Zweifel an der Glaubhaftigkeit des vom Kläger geschilderten Verfolgungsschicksals bestehen schließlich auch nicht in Bezug auf seine Behauptung, dass die Taliban, weil sie seiner nach der versuchten Zwangsrekrutierung nicht hätten habhaft werden können, anstelle dessen seinen Vater und seinen jüngeren Bruder ermordet hätten. Denn nach der afghanischen Mentalität und Tradition ist mit der Vergeltung strafwürdigen Verhaltens auch das Prinzip der Sippenhaft verbunden, das gebietet, (Blut-)Rache gegebenenfalls auch an den Familienangehörigen des "Missetäters" zu üben (vgl. Dr. Danesch an den Hess. VGH vom 03.12.2008, S. 6).

c) Der Kläger muss mit einer Wahrscheinlichkeit, die dem auf das Abschiebungsverbot nach § 60 Abs. 5 AufenthG i. V. m. Art. 3 EMRK anzuwendenden Prognosemaßstab genügt, damit rechnen, am zur Zeit einzig in Frage kommenden Abschiebungszielort Kabul von den Taliban entdeckt und infolge dessen den oben (unter a) geschilderten menschenrechtswidrigen Bestrafungsmethoden unterzogen zu werden.

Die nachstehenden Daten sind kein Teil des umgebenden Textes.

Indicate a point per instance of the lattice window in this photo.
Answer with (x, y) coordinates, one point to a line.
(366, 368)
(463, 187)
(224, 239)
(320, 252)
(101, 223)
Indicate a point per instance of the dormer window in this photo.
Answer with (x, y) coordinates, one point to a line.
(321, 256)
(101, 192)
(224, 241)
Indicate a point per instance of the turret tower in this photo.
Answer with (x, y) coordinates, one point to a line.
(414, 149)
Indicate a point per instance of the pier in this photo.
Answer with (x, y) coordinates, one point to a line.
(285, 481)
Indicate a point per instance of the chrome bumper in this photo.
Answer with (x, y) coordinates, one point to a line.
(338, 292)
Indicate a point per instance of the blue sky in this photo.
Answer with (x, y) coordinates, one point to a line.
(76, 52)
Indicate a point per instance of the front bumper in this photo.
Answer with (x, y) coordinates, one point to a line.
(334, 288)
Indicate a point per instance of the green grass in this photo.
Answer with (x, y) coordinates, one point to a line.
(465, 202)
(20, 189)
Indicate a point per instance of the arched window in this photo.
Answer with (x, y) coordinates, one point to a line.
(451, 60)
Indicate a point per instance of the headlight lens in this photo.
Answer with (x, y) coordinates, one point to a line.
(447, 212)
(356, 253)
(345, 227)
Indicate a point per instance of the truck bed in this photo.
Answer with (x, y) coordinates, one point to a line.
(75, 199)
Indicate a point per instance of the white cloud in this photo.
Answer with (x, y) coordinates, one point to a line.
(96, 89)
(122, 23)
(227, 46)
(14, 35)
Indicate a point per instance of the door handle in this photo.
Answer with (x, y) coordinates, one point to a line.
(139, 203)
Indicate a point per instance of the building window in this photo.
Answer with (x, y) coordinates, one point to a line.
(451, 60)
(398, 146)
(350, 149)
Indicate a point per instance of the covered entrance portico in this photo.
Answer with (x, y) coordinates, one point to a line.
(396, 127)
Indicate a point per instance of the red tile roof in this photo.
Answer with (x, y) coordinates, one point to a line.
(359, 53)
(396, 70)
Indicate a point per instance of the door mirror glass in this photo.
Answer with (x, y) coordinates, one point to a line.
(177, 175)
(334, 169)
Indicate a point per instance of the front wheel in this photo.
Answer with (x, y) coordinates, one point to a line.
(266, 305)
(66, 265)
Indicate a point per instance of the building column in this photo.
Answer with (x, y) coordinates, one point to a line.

Im Hinblick auf die anzustellende Gefahrenprognose besteht Abschiebungsschutz nach § 60 Abs. 5 AufenthG i. V. m. Art. 3 EMRK dann, wenn begründete Tatsachen dafür sprechen, dass der Betroffene nach seiner Rückführung in den Abschiebungszielstaat dem tatsächlichen Risiko (real risk) von Folter oder unmenschlicher oder erniedrigender Behandlung oder Bestrafung unterworfen ist (vgl. EGMR, Urteil vom 7.7.1989 - 1/1989/161/217 - NJW 1990, 2183, Ziff. 91; Urteil vom 30.10.1991 - 45/1990/236/302-306 - NVwZ 1992, 869). Dies entspricht im Ansatz dem asylrechtlichen Prognosemaßstab der beachtlichen Wahrscheinlichkeit, wobei das Verfolgungsrisiko allerdings dadurch gekennzeichnet sein muss, dass gerade dem jeweiligen Kläger individuell die konkrete Gefahr einer geplant und vorsätzlich gegen seine Person gerichteten unmenschlichen oder erniedrigenden Behandlung drohen muss (vgl. BVerwG, Urteil vom 4.6.1996 - 9 C 134.95 - NVwZ 1996, Beilage Nr. 12, 89, Rdnr. 6 f. in [...]). Das bedeutet allerdings nicht, dass die Gewährung von Abschiebungsschutz in dem vorliegenden Fall dann ausscheiden würde, wenn sich in Afghanistan derzeit eine Vielzahl von Männern im wehrfähigen Alter in der vom Kläger geltend gemachten Gefahrensituation einer drohenden Bestrafung durch die Taliban befinden sollten. Eine dem § 60 Abs. 7 Satz 2 AufenthG entsprechende Einschränkung des Abschiebungsschutzes für Gefahren, denen die Bevölkerung oder die Bevölkerungsgruppe, der der Ausländer angehört, allgemein ausgesetzt ist, enthält § 60 Abs. 5 AufenthG gerade nicht (vgl. zur wortgleichen Vorgängerregelung zu § 60 Abs. 5 AufenthG in § 53 Abs. 4 AuslG 1990: BVerwG, a. a. O.). Geht es - wie hier bei der drohenden Bestrafung durch die Taliban - um eine Gefahr, die nicht von Vertretern des Abschiebungszielstaates ausgeht, muss im Rahmen der Gefahrenprognose auch festgestellt werden, dass die Behörden des Bestimmungslandes nicht in der Lage sind, die Gefahr durch angemessenen Schutz zu beseitigen (vgl. EGMR, Urteil vom 28.06.2011 - 8319/07 - NVwZ 2012, 681, Ziff. 213).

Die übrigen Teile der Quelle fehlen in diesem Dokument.